From 18,652 distinct fingerprints observed globally by Akamai in August 2018, after TLS tampering campaigns have started surfacing in early-September 2018 they reached a new high of 255 million instances during late-October following attacks "directed toward airlines, banking, and dating websites, which are often targets for credential stuffing attacks and content scraping."
The number of tampering instances detected by Akamai's research team globally reached an astounding number of 1,355,334,179 billion instances at the end of February 2019.

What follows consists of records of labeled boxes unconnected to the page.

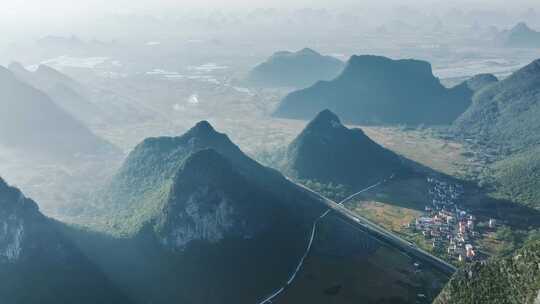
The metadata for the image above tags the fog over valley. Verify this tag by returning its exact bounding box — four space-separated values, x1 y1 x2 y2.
0 0 540 304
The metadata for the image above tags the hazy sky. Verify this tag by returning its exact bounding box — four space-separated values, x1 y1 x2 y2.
0 0 540 40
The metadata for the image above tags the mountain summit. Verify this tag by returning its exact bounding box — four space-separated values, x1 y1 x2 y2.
454 59 540 150
274 56 472 125
0 67 119 157
501 22 540 48
247 48 343 87
287 110 403 189
0 178 131 304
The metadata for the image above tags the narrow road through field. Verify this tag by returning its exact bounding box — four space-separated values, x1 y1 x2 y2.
258 179 387 304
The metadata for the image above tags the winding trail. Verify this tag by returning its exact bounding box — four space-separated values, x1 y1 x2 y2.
257 175 388 304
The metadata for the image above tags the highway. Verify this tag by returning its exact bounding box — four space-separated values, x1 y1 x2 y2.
297 177 457 275
257 175 457 304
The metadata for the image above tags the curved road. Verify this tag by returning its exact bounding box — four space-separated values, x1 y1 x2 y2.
257 174 457 304
258 178 387 304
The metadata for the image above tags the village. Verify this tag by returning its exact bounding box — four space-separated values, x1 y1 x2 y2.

Those responsible are presenting a randomized cipher suite list in the 'Client Hello' messages, that in turn, randomize the hashes at the end. Additional analysis gives us the ability to hone and recognize important implementation details form the attacker. This is due to the relatively small and finite set of the SSL/TLS stack implementations available today. Each one allows for a different level of user intervention and customization of the SSL/TLS negotiation.
Akamai's Threat Research Team concludes by stating that "The key lesson here is that criminals will do whatever they can to avoid detection and keep their schemes going. The ability to have deep visibility over time into the Internet's traffic comes into play when dealing with these evolving evasion tactics."